They talked to Mrs. Smith.
They decided it.
They looked at my life and my choices and the small, specific arrangement I had made for myself, and they reached over and changed it. Without asking.
I hear Daniel's voice the way I always hear it now. Not as sound but as sensation.
The desk is still perfect. Owen's face is still open, still hopeful. Jace is leaning in the doorway looking pleased, arms crossed.
Something tips over in me and comes down hard.
"You had no right."
The room goes quiet. I watch the expressions change. Owen's hope closes like a door. Jace straightens.
"Maya," Reid starts.
"No." The word comes angry. "You had no right to contact my landlord. You had no right to break my lease. That was my contract. My arrangement. My decision."

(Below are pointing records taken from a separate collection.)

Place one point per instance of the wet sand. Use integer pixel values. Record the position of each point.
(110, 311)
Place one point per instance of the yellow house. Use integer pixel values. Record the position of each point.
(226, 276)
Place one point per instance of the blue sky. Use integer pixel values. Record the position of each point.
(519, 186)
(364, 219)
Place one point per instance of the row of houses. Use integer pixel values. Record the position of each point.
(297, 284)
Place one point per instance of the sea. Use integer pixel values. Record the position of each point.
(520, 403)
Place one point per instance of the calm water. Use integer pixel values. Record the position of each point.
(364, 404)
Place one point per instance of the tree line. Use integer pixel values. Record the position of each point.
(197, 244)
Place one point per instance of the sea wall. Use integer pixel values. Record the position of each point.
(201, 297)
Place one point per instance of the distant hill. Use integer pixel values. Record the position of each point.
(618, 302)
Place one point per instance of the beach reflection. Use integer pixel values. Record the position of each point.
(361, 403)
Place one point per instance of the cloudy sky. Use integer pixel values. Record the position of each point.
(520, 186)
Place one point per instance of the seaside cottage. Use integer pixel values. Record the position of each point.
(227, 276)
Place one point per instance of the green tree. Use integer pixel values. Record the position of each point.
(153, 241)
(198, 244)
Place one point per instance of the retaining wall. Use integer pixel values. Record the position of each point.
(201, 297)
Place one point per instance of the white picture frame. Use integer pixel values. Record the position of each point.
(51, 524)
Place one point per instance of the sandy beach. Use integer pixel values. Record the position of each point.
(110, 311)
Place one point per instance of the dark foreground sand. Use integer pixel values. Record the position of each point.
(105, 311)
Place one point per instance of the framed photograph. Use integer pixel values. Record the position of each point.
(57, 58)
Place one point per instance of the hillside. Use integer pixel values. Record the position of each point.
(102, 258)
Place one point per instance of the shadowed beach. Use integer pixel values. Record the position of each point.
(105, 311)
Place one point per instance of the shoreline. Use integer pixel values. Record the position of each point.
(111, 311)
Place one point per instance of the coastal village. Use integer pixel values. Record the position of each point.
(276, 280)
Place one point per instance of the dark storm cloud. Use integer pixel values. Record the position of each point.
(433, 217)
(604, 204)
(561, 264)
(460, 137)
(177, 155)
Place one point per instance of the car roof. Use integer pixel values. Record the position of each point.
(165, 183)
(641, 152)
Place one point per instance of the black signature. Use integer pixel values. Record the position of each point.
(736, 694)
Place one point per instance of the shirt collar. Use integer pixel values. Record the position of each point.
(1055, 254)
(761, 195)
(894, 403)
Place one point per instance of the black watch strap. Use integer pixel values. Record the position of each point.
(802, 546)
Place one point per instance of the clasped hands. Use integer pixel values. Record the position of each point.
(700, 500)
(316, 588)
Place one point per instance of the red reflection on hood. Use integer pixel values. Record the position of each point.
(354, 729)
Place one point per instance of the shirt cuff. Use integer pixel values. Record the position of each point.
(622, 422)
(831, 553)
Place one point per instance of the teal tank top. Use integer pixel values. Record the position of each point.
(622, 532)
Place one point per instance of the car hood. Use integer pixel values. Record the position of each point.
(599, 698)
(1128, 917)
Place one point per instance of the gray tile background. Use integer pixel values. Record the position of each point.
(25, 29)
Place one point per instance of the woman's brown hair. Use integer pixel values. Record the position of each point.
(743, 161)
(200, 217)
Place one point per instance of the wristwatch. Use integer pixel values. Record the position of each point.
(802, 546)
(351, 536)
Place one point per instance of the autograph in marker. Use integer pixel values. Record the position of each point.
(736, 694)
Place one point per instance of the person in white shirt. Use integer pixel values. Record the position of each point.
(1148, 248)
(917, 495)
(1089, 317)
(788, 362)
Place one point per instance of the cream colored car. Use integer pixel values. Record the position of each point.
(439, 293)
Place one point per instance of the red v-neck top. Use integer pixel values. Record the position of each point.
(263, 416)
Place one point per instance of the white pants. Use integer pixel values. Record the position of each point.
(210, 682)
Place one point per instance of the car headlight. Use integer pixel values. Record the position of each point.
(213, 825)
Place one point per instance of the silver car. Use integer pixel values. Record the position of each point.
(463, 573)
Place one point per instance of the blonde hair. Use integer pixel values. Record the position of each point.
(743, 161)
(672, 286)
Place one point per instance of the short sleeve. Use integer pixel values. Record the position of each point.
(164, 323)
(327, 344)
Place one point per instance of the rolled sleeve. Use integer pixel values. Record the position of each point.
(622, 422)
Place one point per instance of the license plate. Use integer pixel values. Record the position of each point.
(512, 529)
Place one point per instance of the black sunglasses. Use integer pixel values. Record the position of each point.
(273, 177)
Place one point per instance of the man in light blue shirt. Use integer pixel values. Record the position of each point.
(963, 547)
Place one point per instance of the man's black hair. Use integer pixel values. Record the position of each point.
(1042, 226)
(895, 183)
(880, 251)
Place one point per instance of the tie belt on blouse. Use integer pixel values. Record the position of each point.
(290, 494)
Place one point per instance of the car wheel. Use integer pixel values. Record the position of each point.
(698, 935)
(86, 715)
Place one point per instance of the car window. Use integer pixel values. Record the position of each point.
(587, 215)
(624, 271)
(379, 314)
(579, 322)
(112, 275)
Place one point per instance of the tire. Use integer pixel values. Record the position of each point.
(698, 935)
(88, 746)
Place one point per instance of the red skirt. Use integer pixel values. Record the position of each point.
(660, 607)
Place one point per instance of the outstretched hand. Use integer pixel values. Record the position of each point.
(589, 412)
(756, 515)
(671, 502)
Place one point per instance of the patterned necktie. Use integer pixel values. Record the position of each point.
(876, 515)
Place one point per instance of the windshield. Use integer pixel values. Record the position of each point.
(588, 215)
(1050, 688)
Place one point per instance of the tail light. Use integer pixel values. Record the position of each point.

"The cabin isn't safe to—"
"Stop." My voice is steady in a way my hands aren't. I press them flat against my thighs so no one can see. "Do not tell me what is and isn't safe for me. I am so tired." My throat tightens and I push through it because I will get these words out even if it kills me. "I am so tired of men hijacking my life." I look at them. All three of them. These men who have been kind tome, and right now I cannot access any of that. The warmth of the last three days is still there but I can't reach it. "I sacrificed everything. Do you understand? Everything. I will not let it happen again."
"That's not what—" Jace starts.
I'm already in the hallway.
My coat is on the hook by the door. I get it on, then the boots, fingers clumsy with the laces, and I don't let myself slow down because if I slow down I will have to feel the thing beneath the anger. The grief of it. The specific grief of a warmth I almost believed in.
I am not doing that here.
I open the door.
The cold hits me like a verdict.
Three days ago the cold almost had me. I was down in it, unable to move, and I had thought, in that flat pragmatic way of someone past fear, that this was probably it.
This time I walk into it myself.
10
JACE
The door closes and none of us move.
Not slammed. Pulled shut with the kind of control that costs more than slamming would.
Owen is the first to react. He takes half a step toward the hallway and Reid shifts, not speaking, just moving his weight to block the path. I'm ahead of them both.
"I'll go."
Owen turns. His face has gone careful, the openness from moments ago shut down so completely it might never have been there. "Maybe she needs space."
I look at him. He reads it and nods once. Reid doesn't move. Doesn't agree out loud. But he doesn't stop me.
I grab my coat off the hook.
Outside, the cold is a solid thing. I stand on the porch for a second and scan the tree line and there she is, already past the clearing, moving into the pines at a pace that isn't quite running, but close. Her coat is dark against the snow. Her head is down. She's not looking where she's going.